Further, Develey alleged that because its trademark had been registered by the German Patent and Trademark Office, the refusal to register it as a Community trademark contradicted the findings of the German authority. The ECJ recalled that the Community trademark regime is an autonomous system which is independent of the national trademark systems and the OHIM is under no obligation to follow the assessment of a national IP office.

With regard to the degree of distinctiveness of the mark, the ECJ held that the criteria for assessing the distinctive character of a three-dimensional trademark consisting of the appearance of the product itself are no different from those applicable to other types of trademarks. Therefore, only marks which depart significantly from the norm or customs of the sector should be regarded as distinctive.
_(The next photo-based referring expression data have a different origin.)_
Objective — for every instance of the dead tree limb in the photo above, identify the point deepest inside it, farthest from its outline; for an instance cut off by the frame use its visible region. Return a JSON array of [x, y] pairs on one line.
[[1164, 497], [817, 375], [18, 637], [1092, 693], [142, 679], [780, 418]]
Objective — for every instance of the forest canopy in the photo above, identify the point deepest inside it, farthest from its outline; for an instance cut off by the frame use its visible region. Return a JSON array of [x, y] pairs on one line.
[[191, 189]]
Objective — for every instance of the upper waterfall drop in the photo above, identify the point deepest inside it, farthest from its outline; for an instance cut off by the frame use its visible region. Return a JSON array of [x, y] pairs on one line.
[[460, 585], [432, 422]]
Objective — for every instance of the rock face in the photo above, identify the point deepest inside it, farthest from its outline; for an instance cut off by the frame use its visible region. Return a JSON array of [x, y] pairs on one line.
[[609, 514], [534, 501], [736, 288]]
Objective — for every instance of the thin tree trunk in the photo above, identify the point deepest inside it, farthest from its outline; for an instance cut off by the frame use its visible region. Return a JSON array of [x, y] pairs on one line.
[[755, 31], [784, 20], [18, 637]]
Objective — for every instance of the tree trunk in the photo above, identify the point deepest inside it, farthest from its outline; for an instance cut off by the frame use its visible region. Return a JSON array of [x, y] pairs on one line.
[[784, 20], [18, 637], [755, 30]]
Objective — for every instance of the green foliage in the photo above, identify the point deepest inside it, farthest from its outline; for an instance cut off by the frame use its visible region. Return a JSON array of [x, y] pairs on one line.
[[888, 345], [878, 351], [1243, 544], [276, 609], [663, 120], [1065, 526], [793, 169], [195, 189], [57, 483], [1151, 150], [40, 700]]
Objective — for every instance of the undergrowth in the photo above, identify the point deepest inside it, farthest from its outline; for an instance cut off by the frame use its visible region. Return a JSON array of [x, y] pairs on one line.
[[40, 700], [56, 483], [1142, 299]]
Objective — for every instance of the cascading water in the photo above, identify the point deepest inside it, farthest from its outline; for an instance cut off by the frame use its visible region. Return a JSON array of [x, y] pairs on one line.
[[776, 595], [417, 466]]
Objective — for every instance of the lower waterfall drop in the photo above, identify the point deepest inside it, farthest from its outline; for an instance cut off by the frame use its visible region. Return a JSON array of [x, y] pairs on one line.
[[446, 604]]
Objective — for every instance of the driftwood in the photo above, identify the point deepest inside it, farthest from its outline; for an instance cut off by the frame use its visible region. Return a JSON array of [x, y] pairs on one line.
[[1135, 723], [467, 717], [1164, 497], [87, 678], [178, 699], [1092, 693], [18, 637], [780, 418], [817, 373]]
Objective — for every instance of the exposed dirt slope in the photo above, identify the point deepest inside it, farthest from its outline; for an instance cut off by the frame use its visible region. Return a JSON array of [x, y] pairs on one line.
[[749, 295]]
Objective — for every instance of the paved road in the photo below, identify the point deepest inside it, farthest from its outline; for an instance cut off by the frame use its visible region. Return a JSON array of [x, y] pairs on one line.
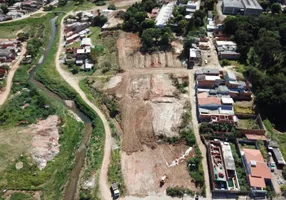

Although the CFI recognized that one specific feature of the mark in question differed from the usual shape of a bottle, the ECJ agreed that this feature alone was insufficient to influence the overall impression given by the trademark.

Finally, the ECJ had to decide whether in examining the distinctiveness of the trademark in respect of the goods and services covered, the CFI had to justify its findings in respect of the individual goods and services. The ECJ concluded that where the same grounds of refusal apply to a category of goods or services, a general reasoning for all the goods or services will be sufficient. This will undoubtedly simplify the work of examiners, but may lead to inconsistent results.

Arguably, this decision makes it even more difficult for trademark applicants to protect a specific bottle shape.